I have multiple dataframes with multiple columns as this:
DF =
A B C metadata_Colunm
r1 6 3 9 r1
r2 2 1 1 r2
r3 5 7 2 r3
How can I use a for-loop to iterate over each column to make a new dataframe and then remove rows where values are below 5 for each new dataframe? The result should look like this:
DF_A=
A metadata_Colunm
6 r1
5 r1
DF_B=
B metadata_Colunm
7 r3
DF_C=
C metadata_Colunm
9 r1
What I have done so far is to make a list over the columns I will use (all excluding metadata) and then go trough the columns as new dataframes. Since I also need to preserve the metadata I add the metadata-column as part of the new dataframe:
DF = DF.drop("metadata_Colunm")
ColList = list(DF)
for item in ColList:
locals()[f"DF_{str(item)}"] = DF[[item, "metadata_Colunm"]]
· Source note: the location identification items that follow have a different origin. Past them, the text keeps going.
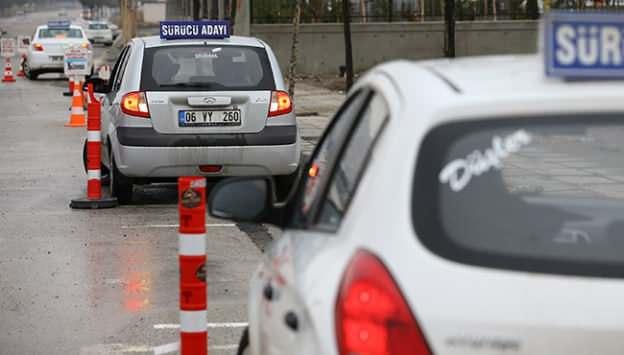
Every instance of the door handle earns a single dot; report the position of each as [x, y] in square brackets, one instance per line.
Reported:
[268, 292]
[292, 321]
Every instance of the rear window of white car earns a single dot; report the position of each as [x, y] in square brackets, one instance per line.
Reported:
[535, 194]
[206, 68]
[98, 26]
[46, 33]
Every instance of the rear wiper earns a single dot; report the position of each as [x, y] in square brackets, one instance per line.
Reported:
[185, 85]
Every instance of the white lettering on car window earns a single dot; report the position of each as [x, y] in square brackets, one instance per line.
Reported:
[459, 172]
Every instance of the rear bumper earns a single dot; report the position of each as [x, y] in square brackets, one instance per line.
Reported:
[141, 154]
[148, 137]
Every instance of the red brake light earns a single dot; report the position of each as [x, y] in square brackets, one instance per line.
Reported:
[372, 316]
[280, 103]
[135, 104]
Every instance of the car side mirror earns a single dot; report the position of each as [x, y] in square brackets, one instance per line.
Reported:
[244, 199]
[100, 86]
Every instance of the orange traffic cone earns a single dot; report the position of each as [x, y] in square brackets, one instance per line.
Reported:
[21, 73]
[8, 72]
[77, 117]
locals()[f"DF_{str(item)}"] = locals()[f"DF_{str(item)}"].drop(locals()[f"DF_{str(item)}"][locals()[f"DF_{str(item)}"].item > 0.5].index, inplace=True)
But using this I get "AttributeError: 'DataFrame' object has no attribute 'item'.
Any suggestions for making this work, or any other solutions, would be greatly appreciated!
Thanks in advance!
CodePudding user response:
you can apply a filter to the dataframe(s) instead of using a loop
def filter(threshold=5, df):
for column in df.columns:
df = df[df[column]>=5]
Then apply the filer to all your dataframes:
dfs = [df1, df2, df3...]
for df in dfs:
filter(df)
CodePudding user response:
dfs = {}
for col in df.columns[:-1]:
df_new = df[[col, 'metadata_Colunm']]
dfs[col] = df_new[df_new[col] >= 5]